Predictive Model Methodology

Full transparency on how PropsBot Golf Intelligence builds matchup win probabilities, scoring props, and confidence scores. Everything below is the actual pipeline — inputs, methods, parameters, and live backtest performance.

What we model

We generate probabilistic forecasts for every PGA Tour event. Some outputs are directly observed (odds, scores, lines); most are derived from a Monte Carlo simulation over player skill distributions.

Derived outputs

Observed inputs we surface

Inputs

Methods

(a) Monte Carlo matchup simulation

We run 10,000 simulated tournaments per event. Each player's per-round score is drawn from a Normal distribution centered on their blended SG projection and widened by per-player variance estimated from history. Scores are integer-rounded (golf is a discrete game) and all players in a group share a round shock term so matchup correlation is preserved on bad-weather days.
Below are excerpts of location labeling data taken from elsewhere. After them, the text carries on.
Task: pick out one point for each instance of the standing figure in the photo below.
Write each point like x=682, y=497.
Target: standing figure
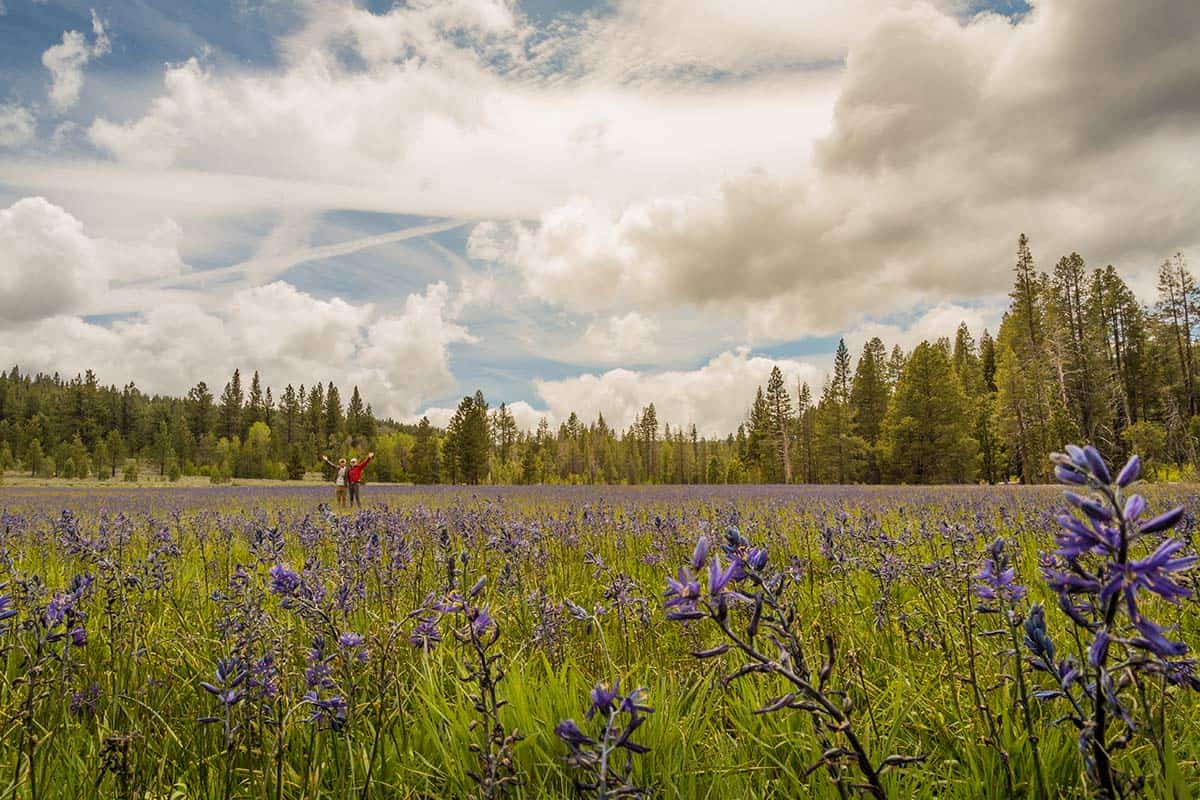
x=355, y=477
x=340, y=481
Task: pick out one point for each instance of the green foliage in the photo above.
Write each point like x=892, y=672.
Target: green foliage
x=1077, y=356
x=925, y=437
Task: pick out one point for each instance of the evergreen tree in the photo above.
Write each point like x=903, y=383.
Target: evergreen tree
x=779, y=410
x=425, y=453
x=199, y=409
x=256, y=404
x=232, y=400
x=355, y=415
x=289, y=411
x=334, y=419
x=927, y=433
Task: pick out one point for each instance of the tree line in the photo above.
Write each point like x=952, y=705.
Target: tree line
x=1077, y=358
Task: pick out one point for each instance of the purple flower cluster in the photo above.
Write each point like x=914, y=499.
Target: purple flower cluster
x=1102, y=588
x=618, y=717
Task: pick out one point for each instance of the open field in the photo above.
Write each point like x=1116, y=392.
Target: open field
x=330, y=697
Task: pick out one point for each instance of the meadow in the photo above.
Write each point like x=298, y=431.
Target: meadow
x=253, y=643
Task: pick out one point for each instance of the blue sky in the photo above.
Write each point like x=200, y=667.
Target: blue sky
x=568, y=204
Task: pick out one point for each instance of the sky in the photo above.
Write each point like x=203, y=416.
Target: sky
x=570, y=204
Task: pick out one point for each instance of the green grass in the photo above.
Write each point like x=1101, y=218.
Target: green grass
x=904, y=663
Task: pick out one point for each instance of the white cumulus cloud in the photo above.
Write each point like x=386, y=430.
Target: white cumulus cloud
x=67, y=59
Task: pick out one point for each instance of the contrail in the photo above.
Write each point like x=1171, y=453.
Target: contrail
x=258, y=270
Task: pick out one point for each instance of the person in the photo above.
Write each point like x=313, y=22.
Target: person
x=341, y=481
x=354, y=475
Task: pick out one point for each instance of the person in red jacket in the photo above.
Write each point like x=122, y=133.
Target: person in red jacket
x=355, y=477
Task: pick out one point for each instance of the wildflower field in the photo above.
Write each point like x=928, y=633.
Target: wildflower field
x=743, y=642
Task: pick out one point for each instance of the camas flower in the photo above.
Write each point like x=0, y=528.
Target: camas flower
x=283, y=581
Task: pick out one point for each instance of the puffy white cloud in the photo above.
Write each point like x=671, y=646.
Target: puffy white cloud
x=948, y=139
x=715, y=396
x=627, y=338
x=438, y=108
x=67, y=59
x=17, y=125
x=677, y=40
x=934, y=323
x=399, y=360
x=51, y=265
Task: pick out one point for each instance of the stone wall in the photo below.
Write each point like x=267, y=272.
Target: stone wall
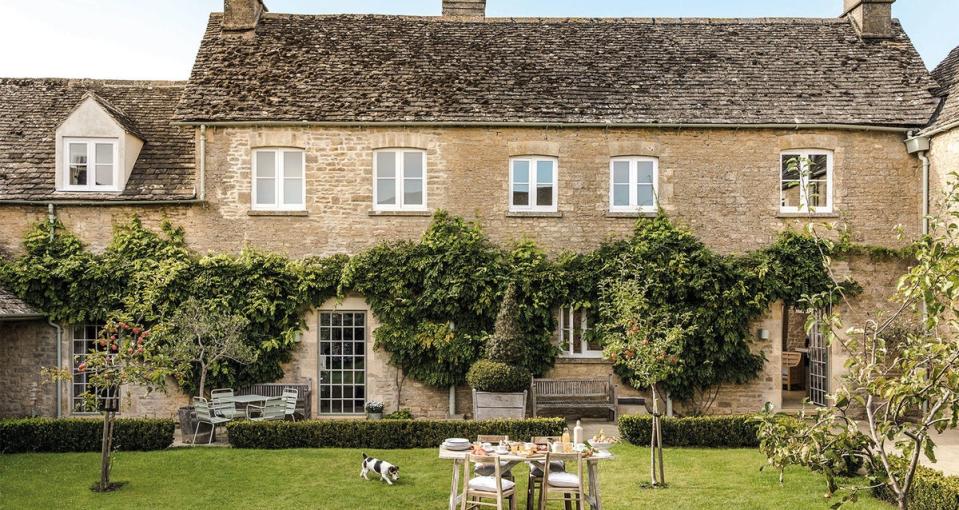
x=721, y=183
x=26, y=347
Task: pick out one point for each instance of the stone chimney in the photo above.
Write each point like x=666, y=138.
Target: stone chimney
x=464, y=8
x=872, y=18
x=242, y=15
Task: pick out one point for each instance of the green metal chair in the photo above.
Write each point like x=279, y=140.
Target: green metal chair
x=205, y=415
x=223, y=407
x=272, y=409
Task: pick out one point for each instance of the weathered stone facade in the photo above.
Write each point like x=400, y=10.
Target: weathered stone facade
x=26, y=347
x=722, y=183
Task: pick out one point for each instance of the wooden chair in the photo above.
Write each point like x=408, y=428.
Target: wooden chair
x=791, y=361
x=205, y=415
x=494, y=487
x=535, y=480
x=487, y=469
x=290, y=396
x=272, y=409
x=225, y=408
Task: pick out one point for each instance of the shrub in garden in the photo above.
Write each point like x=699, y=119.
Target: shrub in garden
x=380, y=434
x=82, y=435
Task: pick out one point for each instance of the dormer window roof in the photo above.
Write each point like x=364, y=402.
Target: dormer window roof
x=97, y=146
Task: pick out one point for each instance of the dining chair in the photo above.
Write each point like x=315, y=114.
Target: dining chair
x=480, y=488
x=535, y=479
x=290, y=396
x=567, y=484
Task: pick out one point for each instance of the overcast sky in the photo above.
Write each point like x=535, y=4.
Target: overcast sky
x=140, y=39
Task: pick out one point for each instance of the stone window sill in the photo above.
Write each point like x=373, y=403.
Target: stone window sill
x=277, y=213
x=808, y=215
x=633, y=214
x=567, y=360
x=533, y=214
x=372, y=212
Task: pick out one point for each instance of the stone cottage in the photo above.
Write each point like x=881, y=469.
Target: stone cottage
x=315, y=135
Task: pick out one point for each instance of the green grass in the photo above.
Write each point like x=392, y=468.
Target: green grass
x=223, y=478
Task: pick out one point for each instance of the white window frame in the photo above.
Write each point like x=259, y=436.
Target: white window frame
x=633, y=184
x=91, y=144
x=279, y=162
x=533, y=207
x=803, y=206
x=566, y=321
x=400, y=178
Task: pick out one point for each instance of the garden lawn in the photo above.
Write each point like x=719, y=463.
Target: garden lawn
x=329, y=479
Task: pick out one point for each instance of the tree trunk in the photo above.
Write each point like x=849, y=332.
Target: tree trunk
x=105, y=450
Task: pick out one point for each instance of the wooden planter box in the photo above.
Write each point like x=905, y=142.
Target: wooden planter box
x=488, y=406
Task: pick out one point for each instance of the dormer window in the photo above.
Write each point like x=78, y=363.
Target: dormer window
x=91, y=164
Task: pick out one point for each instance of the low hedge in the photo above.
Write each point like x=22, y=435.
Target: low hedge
x=379, y=434
x=82, y=435
x=931, y=490
x=735, y=431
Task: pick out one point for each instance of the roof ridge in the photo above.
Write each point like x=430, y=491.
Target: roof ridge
x=564, y=19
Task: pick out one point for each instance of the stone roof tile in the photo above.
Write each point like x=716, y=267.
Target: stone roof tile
x=371, y=68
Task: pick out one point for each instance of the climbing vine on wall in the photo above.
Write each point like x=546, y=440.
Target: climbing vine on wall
x=435, y=298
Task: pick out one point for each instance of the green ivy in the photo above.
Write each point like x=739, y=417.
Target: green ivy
x=436, y=299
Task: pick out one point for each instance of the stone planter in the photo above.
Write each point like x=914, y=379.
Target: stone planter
x=488, y=405
x=188, y=426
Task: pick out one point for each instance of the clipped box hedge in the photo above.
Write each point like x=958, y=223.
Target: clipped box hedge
x=82, y=435
x=931, y=490
x=380, y=434
x=735, y=431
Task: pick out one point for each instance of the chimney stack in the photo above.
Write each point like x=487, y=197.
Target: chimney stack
x=464, y=8
x=242, y=15
x=872, y=18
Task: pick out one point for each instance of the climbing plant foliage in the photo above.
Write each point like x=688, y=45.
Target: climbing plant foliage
x=435, y=298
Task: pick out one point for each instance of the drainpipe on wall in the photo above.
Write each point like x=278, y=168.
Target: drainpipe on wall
x=59, y=384
x=202, y=191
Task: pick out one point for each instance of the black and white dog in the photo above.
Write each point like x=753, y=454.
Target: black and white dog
x=388, y=472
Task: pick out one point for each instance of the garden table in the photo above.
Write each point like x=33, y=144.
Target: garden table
x=246, y=400
x=511, y=460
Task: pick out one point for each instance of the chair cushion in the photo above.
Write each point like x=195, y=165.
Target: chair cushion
x=488, y=484
x=568, y=480
x=489, y=469
x=536, y=468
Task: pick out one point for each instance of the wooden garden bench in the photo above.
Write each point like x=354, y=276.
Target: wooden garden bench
x=303, y=404
x=574, y=394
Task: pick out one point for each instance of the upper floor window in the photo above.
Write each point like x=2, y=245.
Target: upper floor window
x=806, y=181
x=91, y=164
x=399, y=180
x=633, y=184
x=575, y=338
x=533, y=184
x=279, y=180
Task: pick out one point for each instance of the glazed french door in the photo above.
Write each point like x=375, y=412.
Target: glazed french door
x=342, y=362
x=818, y=363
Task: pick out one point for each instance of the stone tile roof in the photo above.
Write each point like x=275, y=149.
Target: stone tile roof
x=349, y=68
x=946, y=75
x=31, y=110
x=12, y=307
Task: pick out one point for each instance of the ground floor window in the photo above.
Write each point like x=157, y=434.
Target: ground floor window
x=342, y=362
x=86, y=339
x=575, y=339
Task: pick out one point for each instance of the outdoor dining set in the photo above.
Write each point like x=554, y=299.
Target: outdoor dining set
x=225, y=406
x=485, y=468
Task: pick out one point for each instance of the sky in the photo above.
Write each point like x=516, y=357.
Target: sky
x=140, y=39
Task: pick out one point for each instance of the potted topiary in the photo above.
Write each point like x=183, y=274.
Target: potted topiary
x=374, y=410
x=500, y=380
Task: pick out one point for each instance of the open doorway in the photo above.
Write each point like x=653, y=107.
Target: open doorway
x=804, y=360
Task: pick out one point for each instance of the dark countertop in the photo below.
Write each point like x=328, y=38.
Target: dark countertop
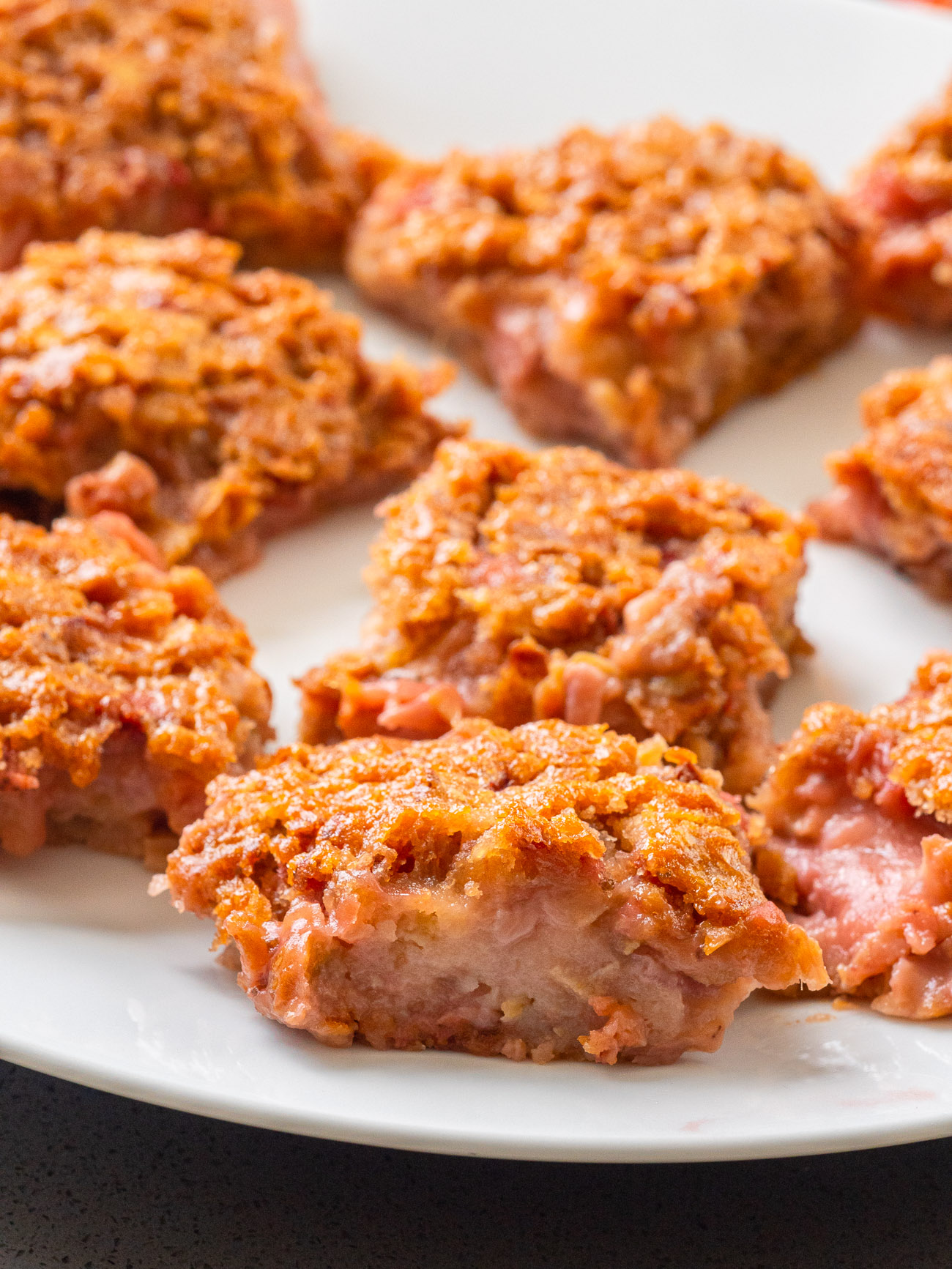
x=94, y=1182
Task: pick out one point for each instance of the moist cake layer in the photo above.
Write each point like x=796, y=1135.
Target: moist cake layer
x=554, y=891
x=623, y=289
x=124, y=691
x=159, y=116
x=861, y=812
x=226, y=405
x=518, y=587
x=893, y=491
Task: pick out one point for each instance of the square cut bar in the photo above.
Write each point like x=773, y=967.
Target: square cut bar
x=901, y=204
x=620, y=289
x=894, y=489
x=861, y=855
x=226, y=405
x=554, y=891
x=124, y=691
x=519, y=587
x=157, y=116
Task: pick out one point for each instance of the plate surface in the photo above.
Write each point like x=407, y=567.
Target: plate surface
x=108, y=988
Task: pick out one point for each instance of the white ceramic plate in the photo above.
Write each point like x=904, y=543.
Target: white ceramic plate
x=105, y=986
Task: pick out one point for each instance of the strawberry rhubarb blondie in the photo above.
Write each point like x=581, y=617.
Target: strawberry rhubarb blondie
x=552, y=891
x=157, y=116
x=124, y=689
x=861, y=812
x=901, y=204
x=559, y=584
x=893, y=490
x=623, y=289
x=214, y=406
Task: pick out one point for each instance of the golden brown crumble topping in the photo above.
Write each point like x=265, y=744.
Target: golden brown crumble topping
x=901, y=201
x=894, y=489
x=164, y=114
x=622, y=289
x=494, y=891
x=238, y=403
x=519, y=587
x=95, y=644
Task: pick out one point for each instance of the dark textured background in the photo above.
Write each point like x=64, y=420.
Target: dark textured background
x=93, y=1182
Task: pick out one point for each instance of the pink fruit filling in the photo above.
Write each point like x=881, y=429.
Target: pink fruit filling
x=875, y=890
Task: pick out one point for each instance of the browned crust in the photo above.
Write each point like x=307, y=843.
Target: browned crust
x=905, y=744
x=623, y=289
x=901, y=204
x=894, y=489
x=476, y=815
x=502, y=573
x=157, y=116
x=244, y=391
x=102, y=652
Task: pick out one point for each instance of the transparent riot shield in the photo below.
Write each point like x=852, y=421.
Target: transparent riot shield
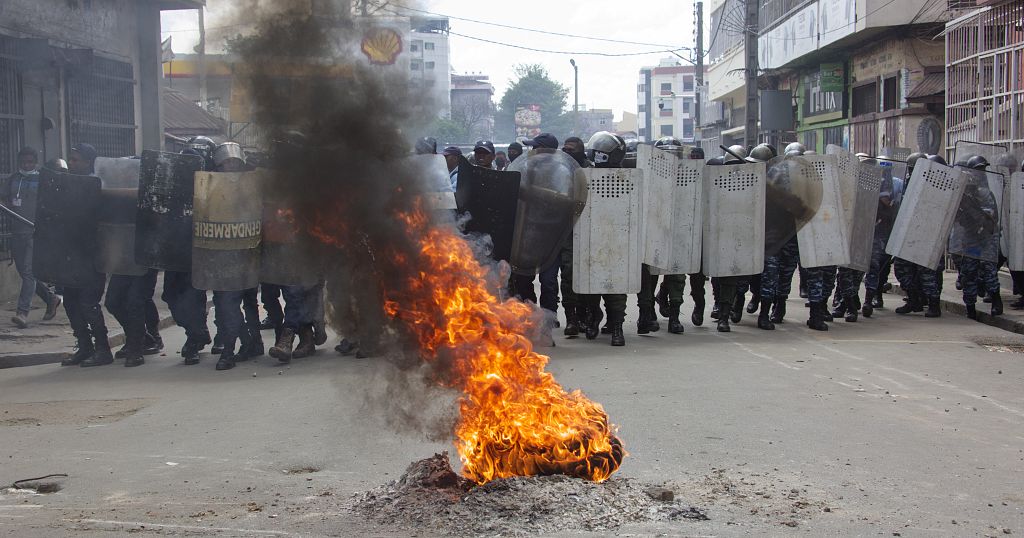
x=673, y=214
x=976, y=228
x=825, y=240
x=552, y=192
x=606, y=247
x=65, y=238
x=734, y=219
x=227, y=230
x=926, y=215
x=164, y=222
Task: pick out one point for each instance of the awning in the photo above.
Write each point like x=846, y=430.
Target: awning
x=933, y=84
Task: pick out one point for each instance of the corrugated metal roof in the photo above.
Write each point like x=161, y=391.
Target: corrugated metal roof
x=933, y=84
x=181, y=116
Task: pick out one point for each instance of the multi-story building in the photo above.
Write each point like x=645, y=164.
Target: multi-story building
x=856, y=71
x=985, y=75
x=667, y=100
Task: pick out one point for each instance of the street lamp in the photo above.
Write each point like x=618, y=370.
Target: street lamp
x=576, y=99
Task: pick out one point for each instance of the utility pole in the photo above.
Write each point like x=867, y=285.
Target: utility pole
x=202, y=57
x=751, y=45
x=698, y=77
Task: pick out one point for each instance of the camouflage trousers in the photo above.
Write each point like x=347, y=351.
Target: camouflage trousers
x=848, y=281
x=820, y=283
x=776, y=280
x=878, y=260
x=972, y=271
x=915, y=279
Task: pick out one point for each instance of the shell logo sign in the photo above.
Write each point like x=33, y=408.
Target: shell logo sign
x=382, y=46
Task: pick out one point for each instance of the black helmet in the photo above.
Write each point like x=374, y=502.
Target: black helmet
x=606, y=150
x=977, y=162
x=668, y=142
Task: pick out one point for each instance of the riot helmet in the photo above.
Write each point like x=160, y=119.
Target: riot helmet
x=761, y=154
x=795, y=149
x=606, y=150
x=977, y=162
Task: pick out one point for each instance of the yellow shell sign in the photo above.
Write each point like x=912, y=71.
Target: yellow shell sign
x=382, y=46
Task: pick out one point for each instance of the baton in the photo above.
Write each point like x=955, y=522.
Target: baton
x=726, y=150
x=17, y=216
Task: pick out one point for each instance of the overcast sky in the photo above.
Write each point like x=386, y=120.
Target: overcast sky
x=604, y=82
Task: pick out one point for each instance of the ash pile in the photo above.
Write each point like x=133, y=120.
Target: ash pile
x=432, y=497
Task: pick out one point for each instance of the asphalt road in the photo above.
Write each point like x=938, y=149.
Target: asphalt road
x=889, y=425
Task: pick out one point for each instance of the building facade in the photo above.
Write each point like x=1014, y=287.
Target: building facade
x=984, y=74
x=667, y=101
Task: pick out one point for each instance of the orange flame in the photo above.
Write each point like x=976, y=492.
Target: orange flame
x=515, y=418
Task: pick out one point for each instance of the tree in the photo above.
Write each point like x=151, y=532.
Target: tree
x=535, y=86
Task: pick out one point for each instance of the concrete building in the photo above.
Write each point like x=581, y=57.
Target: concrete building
x=984, y=74
x=472, y=106
x=667, y=100
x=74, y=72
x=852, y=68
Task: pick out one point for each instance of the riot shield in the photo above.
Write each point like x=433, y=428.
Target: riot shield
x=227, y=226
x=118, y=173
x=552, y=191
x=1013, y=224
x=606, y=248
x=65, y=244
x=865, y=213
x=734, y=218
x=976, y=228
x=491, y=198
x=793, y=196
x=164, y=222
x=288, y=256
x=825, y=240
x=673, y=210
x=964, y=150
x=116, y=233
x=927, y=213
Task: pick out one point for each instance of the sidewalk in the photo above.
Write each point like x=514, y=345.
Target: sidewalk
x=48, y=342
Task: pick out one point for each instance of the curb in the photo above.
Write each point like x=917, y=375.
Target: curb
x=16, y=361
x=999, y=322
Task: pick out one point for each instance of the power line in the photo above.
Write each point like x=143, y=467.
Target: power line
x=569, y=52
x=510, y=27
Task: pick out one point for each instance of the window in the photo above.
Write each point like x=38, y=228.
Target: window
x=865, y=98
x=101, y=107
x=890, y=93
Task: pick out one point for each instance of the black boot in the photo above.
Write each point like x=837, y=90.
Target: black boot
x=663, y=301
x=764, y=318
x=571, y=323
x=737, y=307
x=752, y=306
x=84, y=353
x=617, y=338
x=282, y=350
x=868, y=308
x=817, y=318
x=911, y=304
x=996, y=304
x=675, y=327
x=226, y=361
x=778, y=311
x=972, y=312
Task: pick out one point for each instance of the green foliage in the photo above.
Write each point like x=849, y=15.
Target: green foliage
x=534, y=86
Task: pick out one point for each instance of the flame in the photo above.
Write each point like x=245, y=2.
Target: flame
x=515, y=418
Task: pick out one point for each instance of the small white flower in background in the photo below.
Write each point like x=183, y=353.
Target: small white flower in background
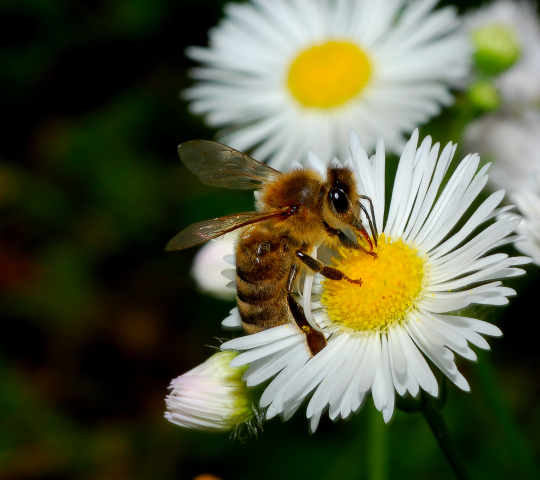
x=380, y=333
x=212, y=397
x=528, y=203
x=287, y=75
x=513, y=29
x=513, y=143
x=211, y=267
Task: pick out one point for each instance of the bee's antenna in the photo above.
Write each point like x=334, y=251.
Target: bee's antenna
x=371, y=218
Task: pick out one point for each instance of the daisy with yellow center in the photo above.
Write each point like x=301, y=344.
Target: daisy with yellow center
x=432, y=261
x=282, y=76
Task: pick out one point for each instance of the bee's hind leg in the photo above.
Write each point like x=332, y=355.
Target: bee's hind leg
x=316, y=341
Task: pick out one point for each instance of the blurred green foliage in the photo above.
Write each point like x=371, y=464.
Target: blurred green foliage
x=97, y=318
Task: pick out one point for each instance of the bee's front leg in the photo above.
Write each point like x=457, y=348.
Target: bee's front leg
x=326, y=271
x=316, y=341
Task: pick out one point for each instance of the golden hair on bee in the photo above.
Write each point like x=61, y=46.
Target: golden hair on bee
x=296, y=211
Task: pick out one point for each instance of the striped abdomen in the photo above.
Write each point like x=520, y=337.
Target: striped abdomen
x=263, y=264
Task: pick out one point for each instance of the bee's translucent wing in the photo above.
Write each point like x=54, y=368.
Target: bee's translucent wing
x=222, y=166
x=209, y=229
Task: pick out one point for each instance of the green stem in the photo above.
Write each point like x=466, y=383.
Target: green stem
x=378, y=447
x=435, y=419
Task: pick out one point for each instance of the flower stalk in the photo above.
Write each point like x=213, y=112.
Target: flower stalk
x=431, y=409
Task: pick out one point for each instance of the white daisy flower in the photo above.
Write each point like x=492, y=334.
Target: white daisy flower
x=528, y=202
x=513, y=143
x=212, y=268
x=509, y=21
x=287, y=75
x=381, y=334
x=212, y=397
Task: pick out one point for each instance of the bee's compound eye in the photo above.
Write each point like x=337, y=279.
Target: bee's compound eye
x=339, y=200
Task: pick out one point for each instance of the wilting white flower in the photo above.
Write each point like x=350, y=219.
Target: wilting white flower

(b) Bayesian confidence score

Each projection blends a season prior (long-run SG baseline) with a recent-course-type likelihood (how the player has fared at similar venues). The posterior width determines the confidence score — tight posterior = high confidence, wide posterior = low confidence.

(c) Dead-heat EV (3-ball) & push EV (2-ball)

3-ball markets settle with dead-heat rules on ties, so our EV calculation weights a tied outcome at 1/N payout. 2-ball markets typically push on ties (stake returned) — we account for the tie probability explicitly from the sim instead of rolling it into win probability.

(d) Anomaly detection

For every market, we compute a z-score of the book's implied probability against the model's probability across the field. High-|z| entries surface as Edge Finder picks; low-|z| entries are labeled "book-aligned."

(e) Vig removal before EV

Every edge percentage on this site is computed against a de-vigged fair implied probability, not the raw book line. For outright winner markets we sum implied probabilities across the full field (the overround is typically 1.20-1.30 on a PGA event, i.e. 20-30% of hold), then normalize each player's implied probability by that overround. Without this correction every "+5% edge" we displayed would have been roughly break-even after vig. The current winner-market overround is published live in /golf-data.json under bookVigInfo.winner.overround.

(f) Learned course fit

Course fit is a sample-size-weighted blend of (1) a hand-curated trait prior — does the course reward power, accuracy, scrambling, putting? — and (2) a learned signal computed from each player's historical strokes-gained residual vs the field at the same course over the last 5 years. The blend uses Bayesian shrinkage with k=2: a player with n=2 prior appearances at this course gets 50% weight on the learned signal, n=5 gets 71%, players with no prior data fall back fully to the trait prior. The residuals are derived from BDL's player_round_stats endpoint with round_number=-1 for tournament totals. The per-player learned-vs-prior breakdown is exposed under player.learnedCourseFit in the JSON.

(g) Isotonic calibration of confScore

The raw confScore is a 12-weight composite signal whose 0-100 range has no inherent probability interpretation. We fit pool-adjacent-violators isotonic regression against historical make-cut outcomes from the history/ snapshot archive, producing a monotonic lookup table that maps raw scores to calibrated make-cut probabilities. The calibration is persisted in model_params.json under calibration.table and applied at scrape time, so every player carries a confScoreCalibratedMakeCutProb field. In the most recent training run, the calibrated Brier score (0.196) beat both the no-information baseline (0.249) and the raw score/100 baseline (0.220) on the same data — measurable predictive skill.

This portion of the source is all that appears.